La douceur de Lola s’effrita légèrement, une petite étincelle de rébellion naissant en elle. « Scila n’est pas dangereuse. Elle est gentille. » Elle caressa une nouvelle fois l’encolure de la jument, qui répondit par un doux frottement de tête.

Rose renifla, un son méprisant. « Tu ne sais rien. Tu es trop naïve. Arthur m’a dit qu’il fallait faire attention avec les animaux. » Le nom d’Arthur, prononcé avec une emphase particulière, n’échappa pas à Lola. Une légère gêne s’installa en elle, une sensation diffuse qu’elle ne parvenait pas encore à nommer.

« Arthur a dit ça ? » répéta Lola, une pointe de tristesse dans la voix. Elle aimait Arthur, elle ne le cachait pas. Il était son ami, son confident, celui avec qui elle aimait partager ses jeux et ses secrets. Mais la manière dont Rose prononçait son nom, cette possessivité qui transpirait, la mettait mal à l’aise.

« Oui, Arthur. Il s’inquiète pour toi. Il sait que tu es imprudente. » Rose s’approcha un peu plus, son regard s’attardant sur Scila avec une animosité évidente. « Viens, Lola. Il faut rentrer. Ta mère te cherche. »

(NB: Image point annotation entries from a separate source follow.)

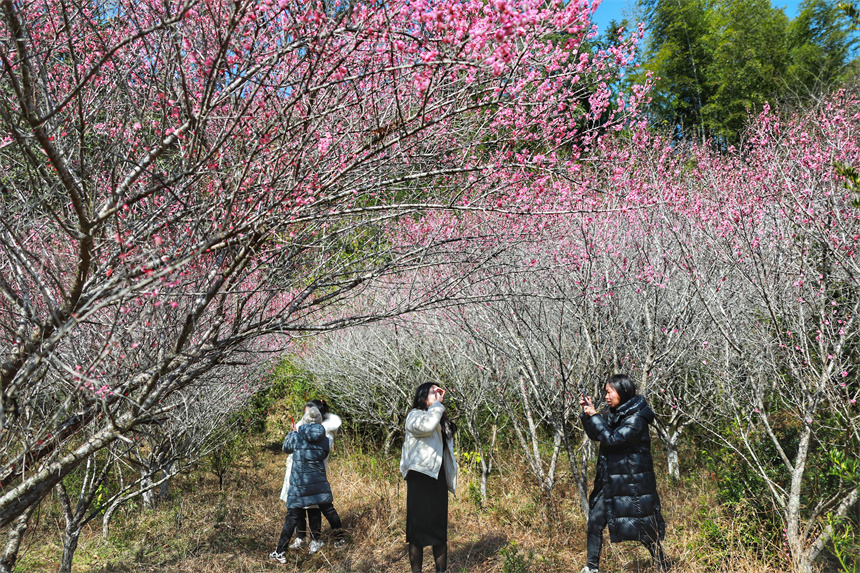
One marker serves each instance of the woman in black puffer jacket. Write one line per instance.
(625, 487)
(308, 481)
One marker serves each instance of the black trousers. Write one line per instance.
(314, 521)
(596, 525)
(290, 522)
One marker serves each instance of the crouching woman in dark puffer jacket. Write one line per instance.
(624, 497)
(309, 485)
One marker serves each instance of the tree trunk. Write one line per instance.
(108, 515)
(674, 467)
(13, 540)
(70, 545)
(148, 495)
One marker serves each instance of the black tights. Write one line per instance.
(440, 556)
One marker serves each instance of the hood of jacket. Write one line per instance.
(312, 433)
(634, 405)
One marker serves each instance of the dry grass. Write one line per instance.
(203, 530)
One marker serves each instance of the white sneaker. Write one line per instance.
(279, 557)
(315, 546)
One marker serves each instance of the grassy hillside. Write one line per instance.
(198, 528)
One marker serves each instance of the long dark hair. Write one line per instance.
(449, 428)
(623, 385)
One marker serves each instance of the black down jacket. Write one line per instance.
(308, 482)
(625, 471)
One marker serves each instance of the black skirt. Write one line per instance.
(426, 509)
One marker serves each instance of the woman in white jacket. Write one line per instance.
(430, 469)
(312, 516)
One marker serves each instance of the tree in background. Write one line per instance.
(717, 62)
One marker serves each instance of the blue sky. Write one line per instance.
(619, 9)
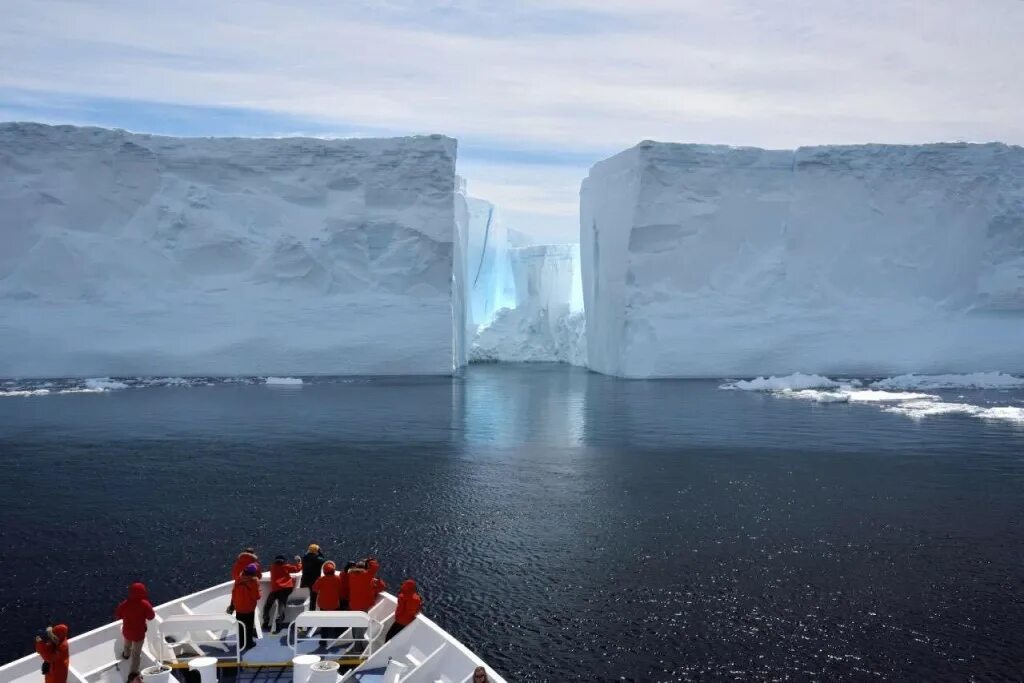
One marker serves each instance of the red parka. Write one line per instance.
(409, 603)
(244, 560)
(245, 594)
(134, 612)
(281, 575)
(360, 588)
(56, 654)
(328, 589)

Lola hésita. Elle ne voulait pas quitter Scila. Elle avait l’impression d’abandonner une partie d’elle-même. Mais le regard insistant de Rose, teinté d’une autorité qu’elle ne pouvait ignorer, la fit céder.

« Je reviendrai, Scila, » murmura-t-elle à l’oreille de la jument, avant de se détourner à regret.

Alors qu’elle s’éloignait, la main de Rose se posa sur son épaule, une poigne un peu trop ferme. « Tu vois, » dit Rose d’un ton faussement conciliant, « il faut être raisonnable. Et puis, Arthur préfère quand tu restes près de lui. Il n’aime pas te voir t’aventurer seule. »

Lola ne répondit pas. Les mots de Rose résonnaient en elle, étranges et dérangeants. Elle sentait que quelque chose n’allait pas, que cette rencontre, si belle au départ, était déjà entachée par des ombres qu’elle ne comprenait pas encore. Le vent avait cessé de murmurer, se faisant plus distant, emportant avec lui une partie de la magie de cet instant.

Elle jeta un dernier regard par-dessus son épaule. Scila était toujours là, immobile, son regard semblait suivre Lola, une tristesse subtile dans ses yeux sombres. Et dans ce regard, Lola crut lire une promesse silencieuse, un écho de ce coup de foudre qui venait de naître.

Le chemin du retour fut silencieux. Rose marchait à ses côtés, son ombre s’étirant sur le sol, une présence pesante qui contrastait avec la légèreté qu’elle avait ressentie quelques instants plus tôt. Lola sentait en elle une agitation nouvelle, un mélange de joie et d’appréhension. L’amour naissant pour Scila se mêlait à une confusion grandissante concernant Arthur et Rose.

Elle ne savait pas encore que ce souffle du vent, qui avait porté leur première rencontre, n’était que le prélude à une tempête bien plus grande, une tempête qui allait bientôt chambouler leur équilibre fragile. Mais pour l’instant, dans son cœur d’enfant, il ne restait que l’image de Scila, et la certitude que quelque chose d’extraordinaire venait de commencer. Une connexion pure, née dans le vent, un lien indéfectible entre une jument et une petite fille, un amour qui défiait toute logique, tout entendement. Et dans le secret de son cœur, Lola savait qu’elle voulait être à ses côtés, pour toujours.